According to ClearVoice Research, over the last ten years the number of video content channels has nearly tripled, and ClearVoice’s proprietary fragmentation index has more than doubled. These measures plateaued, however, in 2013.

“The lack of meaningful new video content channels since that time suggests that, barring a uniquely compelling service, the potential for new delivery channels to achieve financial viability has likely passed,” the firm said.

It added that a similar dynamic has occurred in the audio content market. Over the last ten years, the number of audio content channels and ClearVoice’s proprietary fragmentation index has more than doubled. Both of these measures, however, have stabilised in the last three years.

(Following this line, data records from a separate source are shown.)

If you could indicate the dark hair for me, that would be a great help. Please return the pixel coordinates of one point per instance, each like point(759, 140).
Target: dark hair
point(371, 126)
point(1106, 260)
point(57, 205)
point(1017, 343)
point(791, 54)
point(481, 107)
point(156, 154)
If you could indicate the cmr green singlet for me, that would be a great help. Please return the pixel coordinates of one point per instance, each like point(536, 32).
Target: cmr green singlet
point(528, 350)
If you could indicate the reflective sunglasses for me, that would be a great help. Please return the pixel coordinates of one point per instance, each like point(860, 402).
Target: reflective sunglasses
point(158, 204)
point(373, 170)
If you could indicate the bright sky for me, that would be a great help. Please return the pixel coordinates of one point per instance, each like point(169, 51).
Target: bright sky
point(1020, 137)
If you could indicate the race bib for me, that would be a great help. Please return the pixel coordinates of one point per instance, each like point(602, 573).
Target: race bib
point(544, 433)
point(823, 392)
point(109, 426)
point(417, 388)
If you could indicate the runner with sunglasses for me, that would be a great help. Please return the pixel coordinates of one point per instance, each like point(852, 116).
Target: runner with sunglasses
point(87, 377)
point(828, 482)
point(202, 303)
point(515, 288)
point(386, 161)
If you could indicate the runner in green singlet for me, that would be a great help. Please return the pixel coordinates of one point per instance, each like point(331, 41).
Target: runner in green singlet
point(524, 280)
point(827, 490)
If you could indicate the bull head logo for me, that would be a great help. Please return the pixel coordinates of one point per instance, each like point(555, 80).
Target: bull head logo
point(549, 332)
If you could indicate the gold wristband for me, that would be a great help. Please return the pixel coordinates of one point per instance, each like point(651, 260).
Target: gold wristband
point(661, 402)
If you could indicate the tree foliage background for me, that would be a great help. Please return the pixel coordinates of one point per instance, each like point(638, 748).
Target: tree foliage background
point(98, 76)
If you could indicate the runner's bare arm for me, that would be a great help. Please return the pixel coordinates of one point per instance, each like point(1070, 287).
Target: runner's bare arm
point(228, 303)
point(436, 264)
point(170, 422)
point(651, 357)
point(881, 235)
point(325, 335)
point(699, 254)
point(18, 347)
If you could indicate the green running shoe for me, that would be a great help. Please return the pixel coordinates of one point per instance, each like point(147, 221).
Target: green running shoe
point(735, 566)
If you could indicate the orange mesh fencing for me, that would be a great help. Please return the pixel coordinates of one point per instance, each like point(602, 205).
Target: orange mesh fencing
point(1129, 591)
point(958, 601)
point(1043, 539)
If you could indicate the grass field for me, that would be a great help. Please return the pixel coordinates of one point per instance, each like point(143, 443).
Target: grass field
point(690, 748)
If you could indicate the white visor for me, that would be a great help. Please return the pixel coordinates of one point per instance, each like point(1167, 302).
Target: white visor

“The fact that market fragmentation in the audio and video markets has followed the same pattern suggests the Internet has impacted them in much the same way,” Clearvoice said.

Channel consolidation will be driven by consumer demand for simple, cost-effective and flexible access to media entertainment, along with natural market constraints, such as the amount of time consumers are willing to spend consuming media on a daily basis. The proliferation of delivery channels will ultimately end when the financial threshold for channel viability drops below the break-even revenue opportunity available to new entrants.

“Once the break-even threshold has passed, both cable/satellite and OTT delivery channels will enter a consolidation phase,” the firm concluded.